The housing market and commercial real estate market are typically intertwined in very traditional ways. Currently, in Toronto, we are seeing the housing market affect the commercial real estate market in ways that you may not expect. Here are three ways the volatile Toronto housing market is impacting CRE.
Condo Development is Impacted
Individual home prices reached nearly $1 million until the government intervened. Although the price of homes has stabilized, owning a home for many Toronto residents is still not within reach. The good news, the bidding wars are over and the price of homes aren’t being driven up needlessly because of it. The negative side is that people are losing confidence in the market and fewer people are spending money to buy homes or upgrade their home, inevitably impacting future consumption.
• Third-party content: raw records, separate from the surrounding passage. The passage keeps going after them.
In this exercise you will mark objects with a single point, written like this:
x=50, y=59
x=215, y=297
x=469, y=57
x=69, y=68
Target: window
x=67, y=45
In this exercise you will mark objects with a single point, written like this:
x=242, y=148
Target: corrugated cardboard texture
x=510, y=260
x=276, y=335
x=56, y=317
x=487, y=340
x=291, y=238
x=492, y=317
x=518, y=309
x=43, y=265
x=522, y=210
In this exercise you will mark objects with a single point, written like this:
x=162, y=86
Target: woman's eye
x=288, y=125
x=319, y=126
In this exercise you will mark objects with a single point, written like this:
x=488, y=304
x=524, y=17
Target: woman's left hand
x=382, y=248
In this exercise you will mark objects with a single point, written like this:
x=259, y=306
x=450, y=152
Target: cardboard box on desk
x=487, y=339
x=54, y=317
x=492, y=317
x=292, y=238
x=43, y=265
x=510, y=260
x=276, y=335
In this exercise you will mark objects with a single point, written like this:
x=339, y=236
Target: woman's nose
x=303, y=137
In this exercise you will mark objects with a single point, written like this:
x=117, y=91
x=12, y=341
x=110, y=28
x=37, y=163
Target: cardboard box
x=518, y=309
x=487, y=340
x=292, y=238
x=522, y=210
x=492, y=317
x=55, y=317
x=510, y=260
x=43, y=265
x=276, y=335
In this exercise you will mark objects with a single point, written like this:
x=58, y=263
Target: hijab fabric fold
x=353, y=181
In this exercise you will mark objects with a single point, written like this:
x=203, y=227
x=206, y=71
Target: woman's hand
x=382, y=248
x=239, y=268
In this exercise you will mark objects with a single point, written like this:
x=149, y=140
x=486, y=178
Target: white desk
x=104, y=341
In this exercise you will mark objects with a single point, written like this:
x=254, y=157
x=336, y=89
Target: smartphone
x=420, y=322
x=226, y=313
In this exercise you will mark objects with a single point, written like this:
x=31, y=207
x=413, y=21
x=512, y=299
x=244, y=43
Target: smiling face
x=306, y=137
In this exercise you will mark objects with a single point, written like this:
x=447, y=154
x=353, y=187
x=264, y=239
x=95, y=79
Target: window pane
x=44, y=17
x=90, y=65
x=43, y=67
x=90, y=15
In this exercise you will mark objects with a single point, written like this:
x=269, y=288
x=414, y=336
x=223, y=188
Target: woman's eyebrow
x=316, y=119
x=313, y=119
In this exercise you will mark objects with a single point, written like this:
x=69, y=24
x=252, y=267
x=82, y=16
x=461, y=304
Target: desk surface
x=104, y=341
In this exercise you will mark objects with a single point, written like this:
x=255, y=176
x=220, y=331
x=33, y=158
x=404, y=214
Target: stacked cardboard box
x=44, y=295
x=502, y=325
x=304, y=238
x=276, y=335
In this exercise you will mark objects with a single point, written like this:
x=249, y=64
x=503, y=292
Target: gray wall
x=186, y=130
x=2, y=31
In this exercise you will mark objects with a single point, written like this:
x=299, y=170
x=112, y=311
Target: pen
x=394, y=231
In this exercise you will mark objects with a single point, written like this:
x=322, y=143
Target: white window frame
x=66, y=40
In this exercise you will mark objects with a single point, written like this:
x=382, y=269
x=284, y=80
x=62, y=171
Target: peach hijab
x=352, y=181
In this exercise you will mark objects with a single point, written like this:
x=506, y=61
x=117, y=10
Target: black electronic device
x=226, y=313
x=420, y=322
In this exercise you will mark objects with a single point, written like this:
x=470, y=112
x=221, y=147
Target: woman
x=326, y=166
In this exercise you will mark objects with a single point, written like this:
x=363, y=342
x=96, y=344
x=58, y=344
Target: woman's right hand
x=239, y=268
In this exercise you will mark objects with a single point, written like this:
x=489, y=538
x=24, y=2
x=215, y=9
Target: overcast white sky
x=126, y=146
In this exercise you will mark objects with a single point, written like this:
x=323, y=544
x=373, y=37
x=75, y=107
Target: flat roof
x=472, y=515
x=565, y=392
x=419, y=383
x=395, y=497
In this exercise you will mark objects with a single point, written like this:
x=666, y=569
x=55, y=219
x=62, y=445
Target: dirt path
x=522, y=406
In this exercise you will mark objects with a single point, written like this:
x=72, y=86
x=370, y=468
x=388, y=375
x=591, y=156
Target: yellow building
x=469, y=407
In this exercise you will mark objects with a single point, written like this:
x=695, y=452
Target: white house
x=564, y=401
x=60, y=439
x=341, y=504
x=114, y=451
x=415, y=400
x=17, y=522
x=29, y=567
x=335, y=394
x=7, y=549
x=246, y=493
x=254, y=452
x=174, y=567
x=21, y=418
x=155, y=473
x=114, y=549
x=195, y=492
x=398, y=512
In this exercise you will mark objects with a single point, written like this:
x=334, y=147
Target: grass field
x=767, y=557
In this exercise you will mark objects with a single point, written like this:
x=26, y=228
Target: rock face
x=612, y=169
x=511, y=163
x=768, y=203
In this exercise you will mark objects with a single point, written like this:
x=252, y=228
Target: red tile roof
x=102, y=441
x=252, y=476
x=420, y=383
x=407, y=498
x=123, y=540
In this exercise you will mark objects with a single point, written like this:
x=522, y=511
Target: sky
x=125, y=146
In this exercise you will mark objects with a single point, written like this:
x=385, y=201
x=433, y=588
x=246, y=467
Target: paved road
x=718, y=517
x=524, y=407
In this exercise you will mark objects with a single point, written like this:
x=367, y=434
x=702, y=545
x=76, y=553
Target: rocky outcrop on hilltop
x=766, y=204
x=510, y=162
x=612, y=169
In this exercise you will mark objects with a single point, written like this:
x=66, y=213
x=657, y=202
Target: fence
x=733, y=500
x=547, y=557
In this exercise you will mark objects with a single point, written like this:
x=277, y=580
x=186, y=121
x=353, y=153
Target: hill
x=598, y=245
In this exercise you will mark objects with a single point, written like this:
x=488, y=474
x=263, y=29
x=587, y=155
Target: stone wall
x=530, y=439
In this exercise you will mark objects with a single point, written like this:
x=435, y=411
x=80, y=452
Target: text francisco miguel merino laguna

One of the most direct impacts of the volatile housing market on CRE is on condos in Toronto. Last year, prices increased by nearly 20%. Many of the new condo developments attract families who cannot afford a single-family home. As families are looking for alternative housing options due to high prices, condos will become an attractive option.
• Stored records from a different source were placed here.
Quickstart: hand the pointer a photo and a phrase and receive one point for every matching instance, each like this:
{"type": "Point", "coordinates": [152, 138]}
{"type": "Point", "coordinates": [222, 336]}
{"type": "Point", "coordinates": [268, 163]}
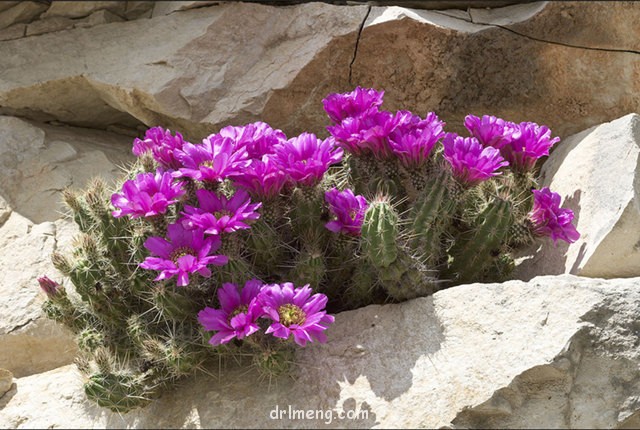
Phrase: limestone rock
{"type": "Point", "coordinates": [557, 352]}
{"type": "Point", "coordinates": [6, 381]}
{"type": "Point", "coordinates": [36, 163]}
{"type": "Point", "coordinates": [596, 172]}
{"type": "Point", "coordinates": [167, 7]}
{"type": "Point", "coordinates": [22, 12]}
{"type": "Point", "coordinates": [80, 9]}
{"type": "Point", "coordinates": [14, 31]}
{"type": "Point", "coordinates": [49, 25]}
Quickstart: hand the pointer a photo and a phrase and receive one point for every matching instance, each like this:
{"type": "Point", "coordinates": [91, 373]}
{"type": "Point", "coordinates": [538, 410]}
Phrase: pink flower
{"type": "Point", "coordinates": [549, 219]}
{"type": "Point", "coordinates": [471, 162]}
{"type": "Point", "coordinates": [529, 142]}
{"type": "Point", "coordinates": [162, 144]}
{"type": "Point", "coordinates": [349, 210]}
{"type": "Point", "coordinates": [353, 104]}
{"type": "Point", "coordinates": [306, 158]}
{"type": "Point", "coordinates": [217, 214]}
{"type": "Point", "coordinates": [295, 312]}
{"type": "Point", "coordinates": [186, 251]}
{"type": "Point", "coordinates": [237, 318]}
{"type": "Point", "coordinates": [490, 130]}
{"type": "Point", "coordinates": [212, 161]}
{"type": "Point", "coordinates": [147, 195]}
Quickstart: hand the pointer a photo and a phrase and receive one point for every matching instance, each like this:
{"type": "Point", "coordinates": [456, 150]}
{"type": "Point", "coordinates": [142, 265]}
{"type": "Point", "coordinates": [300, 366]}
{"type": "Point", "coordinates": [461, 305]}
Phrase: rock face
{"type": "Point", "coordinates": [522, 62]}
{"type": "Point", "coordinates": [597, 173]}
{"type": "Point", "coordinates": [557, 352]}
{"type": "Point", "coordinates": [36, 163]}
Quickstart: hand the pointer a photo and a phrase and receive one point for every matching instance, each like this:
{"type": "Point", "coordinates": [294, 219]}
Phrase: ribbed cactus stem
{"type": "Point", "coordinates": [380, 232]}
{"type": "Point", "coordinates": [475, 252]}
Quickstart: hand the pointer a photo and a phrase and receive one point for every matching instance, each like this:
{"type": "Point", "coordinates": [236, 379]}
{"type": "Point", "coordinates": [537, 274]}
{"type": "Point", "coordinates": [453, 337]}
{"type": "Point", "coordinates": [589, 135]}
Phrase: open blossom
{"type": "Point", "coordinates": [353, 104]}
{"type": "Point", "coordinates": [470, 161]}
{"type": "Point", "coordinates": [147, 195]}
{"type": "Point", "coordinates": [259, 138]}
{"type": "Point", "coordinates": [414, 138]}
{"type": "Point", "coordinates": [367, 133]}
{"type": "Point", "coordinates": [216, 214]}
{"type": "Point", "coordinates": [263, 178]}
{"type": "Point", "coordinates": [238, 314]}
{"type": "Point", "coordinates": [490, 130]}
{"type": "Point", "coordinates": [349, 210]}
{"type": "Point", "coordinates": [529, 142]}
{"type": "Point", "coordinates": [212, 161]}
{"type": "Point", "coordinates": [163, 146]}
{"type": "Point", "coordinates": [185, 252]}
{"type": "Point", "coordinates": [296, 312]}
{"type": "Point", "coordinates": [306, 158]}
{"type": "Point", "coordinates": [549, 219]}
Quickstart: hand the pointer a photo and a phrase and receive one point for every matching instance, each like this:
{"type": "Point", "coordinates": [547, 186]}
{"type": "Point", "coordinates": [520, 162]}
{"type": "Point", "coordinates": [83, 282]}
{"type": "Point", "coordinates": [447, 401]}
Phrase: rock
{"type": "Point", "coordinates": [139, 9]}
{"type": "Point", "coordinates": [80, 9]}
{"type": "Point", "coordinates": [600, 184]}
{"type": "Point", "coordinates": [23, 12]}
{"type": "Point", "coordinates": [36, 163]}
{"type": "Point", "coordinates": [15, 31]}
{"type": "Point", "coordinates": [49, 25]}
{"type": "Point", "coordinates": [206, 76]}
{"type": "Point", "coordinates": [167, 7]}
{"type": "Point", "coordinates": [98, 18]}
{"type": "Point", "coordinates": [6, 381]}
{"type": "Point", "coordinates": [557, 352]}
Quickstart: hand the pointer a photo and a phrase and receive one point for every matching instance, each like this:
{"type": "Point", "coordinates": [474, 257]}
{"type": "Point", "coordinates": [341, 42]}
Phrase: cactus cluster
{"type": "Point", "coordinates": [195, 256]}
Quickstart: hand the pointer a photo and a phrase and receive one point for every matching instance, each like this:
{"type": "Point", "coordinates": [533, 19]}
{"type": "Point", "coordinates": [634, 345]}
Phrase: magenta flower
{"type": "Point", "coordinates": [212, 161]}
{"type": "Point", "coordinates": [549, 219]}
{"type": "Point", "coordinates": [258, 138]}
{"type": "Point", "coordinates": [414, 138]}
{"type": "Point", "coordinates": [353, 104]}
{"type": "Point", "coordinates": [349, 210]}
{"type": "Point", "coordinates": [262, 178]}
{"type": "Point", "coordinates": [162, 144]}
{"type": "Point", "coordinates": [471, 162]}
{"type": "Point", "coordinates": [217, 214]}
{"type": "Point", "coordinates": [306, 158]}
{"type": "Point", "coordinates": [529, 142]}
{"type": "Point", "coordinates": [490, 130]}
{"type": "Point", "coordinates": [186, 251]}
{"type": "Point", "coordinates": [367, 133]}
{"type": "Point", "coordinates": [295, 311]}
{"type": "Point", "coordinates": [147, 195]}
{"type": "Point", "coordinates": [237, 318]}
{"type": "Point", "coordinates": [49, 286]}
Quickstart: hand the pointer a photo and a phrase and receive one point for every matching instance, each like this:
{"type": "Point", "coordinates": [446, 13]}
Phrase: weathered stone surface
{"type": "Point", "coordinates": [596, 172]}
{"type": "Point", "coordinates": [567, 360]}
{"type": "Point", "coordinates": [36, 163]}
{"type": "Point", "coordinates": [48, 25]}
{"type": "Point", "coordinates": [167, 7]}
{"type": "Point", "coordinates": [15, 31]}
{"type": "Point", "coordinates": [98, 18]}
{"type": "Point", "coordinates": [24, 11]}
{"type": "Point", "coordinates": [80, 9]}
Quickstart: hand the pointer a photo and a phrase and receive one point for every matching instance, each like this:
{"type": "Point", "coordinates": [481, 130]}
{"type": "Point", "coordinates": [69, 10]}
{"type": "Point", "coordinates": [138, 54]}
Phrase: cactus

The Office Market is Linked to the Housing Market
While the housing market has not directly affected the office market, the two are certainly linked simply because people who work in Toronto, also need a place to call home. Employers want to accommodate employees by being located in easily-accessible properties in a well-connected area. Owner-operators now need to be creative in where they place properties. An example of this is transforming warehouse space into new industrial-style residential property.
Commercial properties become highly attractive when they have the potential to be transformed into high-rise residential towers like malls can. Along with that, malls have ample parking and has the space to be redeveloped into residential property. The increasing cost of housing in Toronto presents trouble to commercial developers since now the city’s conditions favor residential development over commercial development. The bottom line is commercial buyers can’t compete with residential developers when it comes to price.
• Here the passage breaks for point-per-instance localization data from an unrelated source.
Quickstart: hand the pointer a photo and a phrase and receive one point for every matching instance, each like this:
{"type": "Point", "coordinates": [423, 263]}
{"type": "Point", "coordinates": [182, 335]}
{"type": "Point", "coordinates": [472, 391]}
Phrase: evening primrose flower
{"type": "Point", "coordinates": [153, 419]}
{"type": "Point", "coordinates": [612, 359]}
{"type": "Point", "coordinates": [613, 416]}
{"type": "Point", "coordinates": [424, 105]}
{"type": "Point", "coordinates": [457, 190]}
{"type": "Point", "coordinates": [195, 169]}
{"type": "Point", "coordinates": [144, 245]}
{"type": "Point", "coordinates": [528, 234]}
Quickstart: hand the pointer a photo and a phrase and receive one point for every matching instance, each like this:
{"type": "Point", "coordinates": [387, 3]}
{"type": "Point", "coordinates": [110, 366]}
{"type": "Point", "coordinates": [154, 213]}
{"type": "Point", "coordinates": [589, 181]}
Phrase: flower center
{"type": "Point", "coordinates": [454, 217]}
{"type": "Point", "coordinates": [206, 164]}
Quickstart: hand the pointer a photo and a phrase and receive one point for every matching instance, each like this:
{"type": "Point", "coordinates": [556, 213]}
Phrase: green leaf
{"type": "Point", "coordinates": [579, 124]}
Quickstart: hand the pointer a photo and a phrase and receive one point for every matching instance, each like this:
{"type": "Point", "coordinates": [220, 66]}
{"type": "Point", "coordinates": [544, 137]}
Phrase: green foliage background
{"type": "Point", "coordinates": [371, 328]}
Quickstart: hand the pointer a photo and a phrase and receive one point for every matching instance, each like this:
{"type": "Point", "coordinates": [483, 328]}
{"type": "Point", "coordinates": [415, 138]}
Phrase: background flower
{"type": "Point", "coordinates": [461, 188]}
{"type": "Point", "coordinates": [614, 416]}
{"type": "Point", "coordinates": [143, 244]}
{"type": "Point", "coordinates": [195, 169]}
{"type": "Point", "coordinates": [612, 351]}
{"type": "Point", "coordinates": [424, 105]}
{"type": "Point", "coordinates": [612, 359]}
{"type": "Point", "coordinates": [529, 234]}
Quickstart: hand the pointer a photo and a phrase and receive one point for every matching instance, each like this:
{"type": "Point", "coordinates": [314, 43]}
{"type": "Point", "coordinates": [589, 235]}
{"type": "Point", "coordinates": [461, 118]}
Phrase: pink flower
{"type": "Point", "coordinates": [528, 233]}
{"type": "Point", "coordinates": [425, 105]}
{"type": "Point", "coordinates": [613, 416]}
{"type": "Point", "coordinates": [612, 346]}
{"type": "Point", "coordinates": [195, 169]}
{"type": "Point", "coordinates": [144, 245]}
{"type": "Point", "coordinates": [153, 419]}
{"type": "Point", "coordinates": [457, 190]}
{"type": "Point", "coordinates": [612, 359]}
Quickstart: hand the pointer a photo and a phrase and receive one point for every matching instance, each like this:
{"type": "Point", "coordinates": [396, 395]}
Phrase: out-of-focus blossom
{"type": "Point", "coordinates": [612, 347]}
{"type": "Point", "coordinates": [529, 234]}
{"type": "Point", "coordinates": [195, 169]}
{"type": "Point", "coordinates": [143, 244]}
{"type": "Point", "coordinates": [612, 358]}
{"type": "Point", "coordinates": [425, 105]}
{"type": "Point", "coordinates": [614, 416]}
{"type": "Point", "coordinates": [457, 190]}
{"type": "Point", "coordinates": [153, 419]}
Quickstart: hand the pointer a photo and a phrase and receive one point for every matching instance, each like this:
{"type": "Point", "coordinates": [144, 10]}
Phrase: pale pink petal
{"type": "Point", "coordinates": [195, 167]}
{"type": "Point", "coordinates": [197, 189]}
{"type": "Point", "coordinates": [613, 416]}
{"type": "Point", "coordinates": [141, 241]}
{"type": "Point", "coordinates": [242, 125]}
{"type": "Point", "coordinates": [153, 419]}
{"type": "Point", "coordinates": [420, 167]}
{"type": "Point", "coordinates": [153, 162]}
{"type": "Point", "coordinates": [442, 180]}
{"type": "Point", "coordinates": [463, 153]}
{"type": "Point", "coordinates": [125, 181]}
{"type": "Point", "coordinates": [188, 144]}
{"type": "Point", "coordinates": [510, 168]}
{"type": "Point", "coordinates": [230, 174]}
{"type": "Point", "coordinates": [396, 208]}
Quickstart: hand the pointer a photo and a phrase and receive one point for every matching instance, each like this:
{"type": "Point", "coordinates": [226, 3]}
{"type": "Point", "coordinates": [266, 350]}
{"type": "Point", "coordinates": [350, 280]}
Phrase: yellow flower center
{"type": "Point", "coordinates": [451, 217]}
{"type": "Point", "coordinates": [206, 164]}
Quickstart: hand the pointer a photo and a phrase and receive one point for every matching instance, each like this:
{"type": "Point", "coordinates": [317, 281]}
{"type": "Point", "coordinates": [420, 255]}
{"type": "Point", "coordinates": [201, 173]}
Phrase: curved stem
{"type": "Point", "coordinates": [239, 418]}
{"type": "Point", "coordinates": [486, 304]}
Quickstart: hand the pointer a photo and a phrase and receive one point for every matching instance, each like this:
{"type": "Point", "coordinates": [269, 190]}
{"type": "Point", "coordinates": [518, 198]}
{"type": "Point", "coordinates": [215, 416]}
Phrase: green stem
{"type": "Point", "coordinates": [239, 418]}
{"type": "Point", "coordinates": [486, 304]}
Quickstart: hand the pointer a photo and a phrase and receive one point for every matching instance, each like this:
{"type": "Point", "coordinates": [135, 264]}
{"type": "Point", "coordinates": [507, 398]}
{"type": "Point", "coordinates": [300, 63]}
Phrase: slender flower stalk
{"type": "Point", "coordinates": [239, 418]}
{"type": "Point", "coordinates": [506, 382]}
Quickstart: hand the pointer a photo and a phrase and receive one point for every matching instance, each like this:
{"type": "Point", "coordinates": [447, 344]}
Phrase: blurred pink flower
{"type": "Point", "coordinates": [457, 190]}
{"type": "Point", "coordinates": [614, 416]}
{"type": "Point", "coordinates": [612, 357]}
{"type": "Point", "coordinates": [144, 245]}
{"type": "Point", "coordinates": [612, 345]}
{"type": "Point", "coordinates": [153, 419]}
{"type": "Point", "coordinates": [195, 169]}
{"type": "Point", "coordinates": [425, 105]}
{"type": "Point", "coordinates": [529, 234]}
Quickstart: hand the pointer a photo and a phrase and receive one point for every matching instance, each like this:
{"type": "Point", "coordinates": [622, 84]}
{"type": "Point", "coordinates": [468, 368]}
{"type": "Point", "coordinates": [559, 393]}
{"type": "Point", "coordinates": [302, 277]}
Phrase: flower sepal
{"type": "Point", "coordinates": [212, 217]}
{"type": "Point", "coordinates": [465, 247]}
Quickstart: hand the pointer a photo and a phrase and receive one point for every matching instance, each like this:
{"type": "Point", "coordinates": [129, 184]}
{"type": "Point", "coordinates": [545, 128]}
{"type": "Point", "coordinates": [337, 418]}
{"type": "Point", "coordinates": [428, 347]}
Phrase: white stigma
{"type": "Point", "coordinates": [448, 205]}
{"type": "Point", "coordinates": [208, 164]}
Investors Continue to Pour Money Into CRE Despite Housing Woes
When the housing crisis hit Toronto just two years ago, CRE investors continued to pour money into CRE and reached $14.5 billion. Despite a volatile housing market, the strong economy boosted CRE fundamentals in Canada and kept the market successful. While the economy is strong now, there is trepidation about the future. The economy is still fragile and a substantial increase in interest rates could force the market to take a dark turn. A rate increase has the potential to incite a recession and the repercussions could affect the country in nearly every CRE sector.
The commercial real estate industry in Canada has been record-setting for the past nine years, surpassing the average expansionary cycle of six years. Canada and Toronto have the potential to rewrite history and continue in its healthy cycle, but only time will tell.